# Icelandic: hæklari



## Silver_Biscuit

Hi,

I am trying to translate a part of Jón Kalman Stefánsson's _Skurðir í rigningu_ and I am having trouble with this word, which I can't find in any dictionary. The word is _hæklari_; the sentence reads as follows:



> Til að tryggja mér hlutdeild í hömlulausri kátínu þessa dags, hafði ég talað mig upp í stöðu brautaskiptis; vann síðusti dagana á upphækkuðum palli *hæklaranna* með útsýni yfir aðalbandið.



The context is that the narrator is working in a slaughterhouse, and it's the last day of the slaughtering season. My draft translation so far is:



> To ensure myself a share of the unrestrained merriment of this day, I had talked my way into the job of switching the conveyor belts [not really sure about this bit either, _brautaskiptir_]; worked the final days on a raised platform with a view over the main conveyer belt.



I found the verb _að hækla_ in the dictionary, which apparently means to raise (children or livestock) with difficulty, and I asked an Icelander who said that they didn't know, but that they guessed it had something to do with hanging up the carcasses of the slaughtered animals. Can anybody shed some light on this?

Thanks!


----------



## sindridah

Icelandic or English ?? ahh I don't know! I don't have an answer but I have pretty reasonable suggestion I believe. Since he is working on this elevated platform I think he can 
be meaning that it's dangerously elevated since we have the Icelandic adjective *hækilegur* which means dangerous and the author somehow decided to create a slang noun which ended up as hækill?

It's better to read to the whole question first Sindri , But yeah also these other Icelanders suggestion is very likely, something about this hæklara and emerging(?) sheeps or something like that. Pretty confusing word.


----------



## Alxmrphi

> Til að tryggja mér hlutdeild í hömlulausri kátínu þessa dags, hafði ég talað mig upp í stöðu brautaskiptis; vann síðusti dagana á upphækkuðum palli *hæklaranna* með útsýni yfir aðalbandið.

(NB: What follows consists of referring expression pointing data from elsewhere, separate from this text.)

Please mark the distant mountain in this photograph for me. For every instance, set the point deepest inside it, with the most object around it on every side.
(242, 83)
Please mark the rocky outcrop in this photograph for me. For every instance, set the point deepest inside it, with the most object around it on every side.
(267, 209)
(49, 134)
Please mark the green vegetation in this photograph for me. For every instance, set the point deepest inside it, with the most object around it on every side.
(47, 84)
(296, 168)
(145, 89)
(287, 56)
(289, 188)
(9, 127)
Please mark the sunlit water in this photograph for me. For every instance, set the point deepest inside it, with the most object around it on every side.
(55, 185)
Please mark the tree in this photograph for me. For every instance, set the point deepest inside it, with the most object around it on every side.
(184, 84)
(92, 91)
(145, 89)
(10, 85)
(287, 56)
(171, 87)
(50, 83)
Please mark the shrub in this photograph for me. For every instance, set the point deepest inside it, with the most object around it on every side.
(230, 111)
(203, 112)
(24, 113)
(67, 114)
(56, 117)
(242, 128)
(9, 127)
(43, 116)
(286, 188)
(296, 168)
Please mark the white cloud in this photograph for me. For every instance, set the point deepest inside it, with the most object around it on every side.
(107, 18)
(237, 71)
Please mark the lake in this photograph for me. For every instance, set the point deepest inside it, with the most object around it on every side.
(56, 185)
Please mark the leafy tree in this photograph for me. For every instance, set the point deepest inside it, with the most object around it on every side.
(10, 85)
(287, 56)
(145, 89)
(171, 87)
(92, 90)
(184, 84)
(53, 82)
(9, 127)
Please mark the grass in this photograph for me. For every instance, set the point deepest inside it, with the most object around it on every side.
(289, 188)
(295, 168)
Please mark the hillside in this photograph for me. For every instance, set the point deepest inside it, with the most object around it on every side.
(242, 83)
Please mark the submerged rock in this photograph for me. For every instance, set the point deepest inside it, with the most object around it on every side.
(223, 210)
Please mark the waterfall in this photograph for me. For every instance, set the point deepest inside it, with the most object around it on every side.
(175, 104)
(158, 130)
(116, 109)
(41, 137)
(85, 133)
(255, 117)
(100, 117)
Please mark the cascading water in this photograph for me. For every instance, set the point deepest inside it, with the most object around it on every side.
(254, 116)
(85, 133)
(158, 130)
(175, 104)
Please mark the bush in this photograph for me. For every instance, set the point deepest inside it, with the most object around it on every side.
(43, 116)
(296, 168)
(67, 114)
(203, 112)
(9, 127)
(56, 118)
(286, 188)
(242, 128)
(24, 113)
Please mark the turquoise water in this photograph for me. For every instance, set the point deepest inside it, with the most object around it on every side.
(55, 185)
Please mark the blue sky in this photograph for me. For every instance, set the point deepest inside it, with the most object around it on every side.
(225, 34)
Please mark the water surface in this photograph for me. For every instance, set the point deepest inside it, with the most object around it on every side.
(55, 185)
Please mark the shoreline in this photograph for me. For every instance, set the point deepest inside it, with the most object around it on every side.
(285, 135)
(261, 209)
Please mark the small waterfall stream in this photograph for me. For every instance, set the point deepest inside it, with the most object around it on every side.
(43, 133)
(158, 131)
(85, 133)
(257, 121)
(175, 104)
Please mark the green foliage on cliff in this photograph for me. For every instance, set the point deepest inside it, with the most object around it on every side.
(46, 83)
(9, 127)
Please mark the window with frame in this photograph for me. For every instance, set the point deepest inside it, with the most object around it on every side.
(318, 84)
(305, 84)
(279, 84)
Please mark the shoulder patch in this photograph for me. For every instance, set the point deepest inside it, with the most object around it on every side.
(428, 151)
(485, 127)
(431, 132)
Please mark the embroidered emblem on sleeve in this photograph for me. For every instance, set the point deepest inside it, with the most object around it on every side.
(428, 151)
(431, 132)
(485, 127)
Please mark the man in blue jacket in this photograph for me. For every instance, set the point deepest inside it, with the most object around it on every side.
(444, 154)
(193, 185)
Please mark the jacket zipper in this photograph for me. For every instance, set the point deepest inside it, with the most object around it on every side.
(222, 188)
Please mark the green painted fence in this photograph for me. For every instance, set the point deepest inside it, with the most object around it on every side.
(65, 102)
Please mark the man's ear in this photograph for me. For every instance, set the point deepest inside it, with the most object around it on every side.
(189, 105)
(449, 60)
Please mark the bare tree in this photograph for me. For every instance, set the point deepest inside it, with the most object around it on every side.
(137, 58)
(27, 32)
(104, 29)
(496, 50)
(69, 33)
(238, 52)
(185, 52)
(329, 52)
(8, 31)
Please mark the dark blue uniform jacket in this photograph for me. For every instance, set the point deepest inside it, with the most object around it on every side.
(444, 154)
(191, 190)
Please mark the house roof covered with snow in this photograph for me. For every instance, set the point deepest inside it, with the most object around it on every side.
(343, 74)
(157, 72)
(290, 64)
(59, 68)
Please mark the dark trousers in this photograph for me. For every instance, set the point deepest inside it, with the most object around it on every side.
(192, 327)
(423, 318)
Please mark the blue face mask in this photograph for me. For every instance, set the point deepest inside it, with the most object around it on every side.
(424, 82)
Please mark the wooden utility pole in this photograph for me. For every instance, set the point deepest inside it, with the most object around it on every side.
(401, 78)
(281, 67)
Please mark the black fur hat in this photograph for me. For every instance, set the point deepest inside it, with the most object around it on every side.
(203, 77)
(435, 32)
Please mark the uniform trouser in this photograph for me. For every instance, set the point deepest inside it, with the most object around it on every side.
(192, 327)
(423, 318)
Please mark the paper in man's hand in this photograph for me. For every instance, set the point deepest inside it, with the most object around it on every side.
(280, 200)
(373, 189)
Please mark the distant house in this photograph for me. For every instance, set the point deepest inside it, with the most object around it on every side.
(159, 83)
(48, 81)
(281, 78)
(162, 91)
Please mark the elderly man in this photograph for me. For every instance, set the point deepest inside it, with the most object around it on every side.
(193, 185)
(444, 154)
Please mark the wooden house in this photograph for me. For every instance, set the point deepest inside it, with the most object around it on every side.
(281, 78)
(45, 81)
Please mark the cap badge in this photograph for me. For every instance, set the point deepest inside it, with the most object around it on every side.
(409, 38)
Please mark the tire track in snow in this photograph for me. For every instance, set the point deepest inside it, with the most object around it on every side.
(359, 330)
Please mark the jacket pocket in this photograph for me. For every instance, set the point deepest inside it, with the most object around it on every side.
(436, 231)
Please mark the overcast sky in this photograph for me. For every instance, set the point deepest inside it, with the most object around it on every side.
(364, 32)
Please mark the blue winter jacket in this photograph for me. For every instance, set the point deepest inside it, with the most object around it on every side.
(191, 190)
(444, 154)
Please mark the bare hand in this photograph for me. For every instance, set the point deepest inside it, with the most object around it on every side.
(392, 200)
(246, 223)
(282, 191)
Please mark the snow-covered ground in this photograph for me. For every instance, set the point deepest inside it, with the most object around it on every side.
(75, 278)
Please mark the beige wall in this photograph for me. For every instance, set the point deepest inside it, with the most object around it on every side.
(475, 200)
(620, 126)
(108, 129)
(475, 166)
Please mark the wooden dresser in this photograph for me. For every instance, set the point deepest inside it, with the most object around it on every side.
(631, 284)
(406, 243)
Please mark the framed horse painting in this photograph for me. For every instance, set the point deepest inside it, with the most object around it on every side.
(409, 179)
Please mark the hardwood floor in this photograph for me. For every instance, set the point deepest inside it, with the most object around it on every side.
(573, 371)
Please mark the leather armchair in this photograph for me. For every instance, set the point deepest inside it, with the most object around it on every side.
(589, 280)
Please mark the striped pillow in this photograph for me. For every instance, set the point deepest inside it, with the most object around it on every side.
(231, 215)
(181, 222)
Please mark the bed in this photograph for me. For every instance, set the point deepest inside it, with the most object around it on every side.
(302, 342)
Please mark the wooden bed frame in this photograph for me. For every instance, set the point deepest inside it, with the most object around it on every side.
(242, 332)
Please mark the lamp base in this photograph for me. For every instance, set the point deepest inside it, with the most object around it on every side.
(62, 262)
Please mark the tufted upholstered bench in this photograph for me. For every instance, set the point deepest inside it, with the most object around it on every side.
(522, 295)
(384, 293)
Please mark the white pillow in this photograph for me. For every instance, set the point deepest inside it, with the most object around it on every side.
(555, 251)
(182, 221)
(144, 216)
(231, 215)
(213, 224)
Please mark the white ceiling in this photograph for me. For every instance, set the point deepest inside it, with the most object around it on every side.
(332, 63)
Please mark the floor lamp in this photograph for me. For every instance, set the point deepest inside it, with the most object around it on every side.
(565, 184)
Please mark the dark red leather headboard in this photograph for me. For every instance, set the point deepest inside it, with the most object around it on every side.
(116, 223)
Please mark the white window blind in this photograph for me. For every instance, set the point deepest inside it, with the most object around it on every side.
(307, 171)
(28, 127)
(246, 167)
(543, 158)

Every time I read that sentence alarm bells start going off when I see "*vann síðusti dagana*".
Is it right? Typo? Different sort of usage? I'd have put *síðustu*. Would I be wrong?

(I also tried searching everywhere for this word and only found about 4 uses, none of which had an explanation!)
((Nice to see you around again SB ))


----------



## Silver_Biscuit

Yep, it's a typo! Good spot, sorry.

*Hækill* _is_ a word. It means *hock*, (which is the ankle bone on an animal's back leg, Sindri). But I checked bin.arnastofnun.is, and the form _hæklaranna_ doesn't appear in the declension table for _hækill_, although the dictionary notes do actually suggest that it should, I just realised. The íslensk-íslensk dictionary that I have says:



> *hækill, -ils, -lar *K hækilbein; afturfótarskækill á fleginni húð



And for _skækill_, we have:



> *skækill, -ils, -lar  *K *1* sepi á skinni; lítið skinn; FT _skæklar_ þeir hlutar skinns sem lukt hafa um ganglimina



Soooo, this is something to do with the animals' skins / ankles / legs? I'm not sure what "lukt" means in this definition? Ugh, I hate it when you look up a word in a dictionary and then you have to look up like ten other words!


----------



## Alxmrphi

Well I found an example here in HI's Ritmálssafn, which you can see, obviously has something to do with slaughtering animals:


> Við stöndum í hnapp, vaskarar, garnameistarar, *hæklari* og vamba-bílstjóri og horfum með ólundarlegri óþreyju á markviss högg rotarans og hröð handtök fláningsmannanna.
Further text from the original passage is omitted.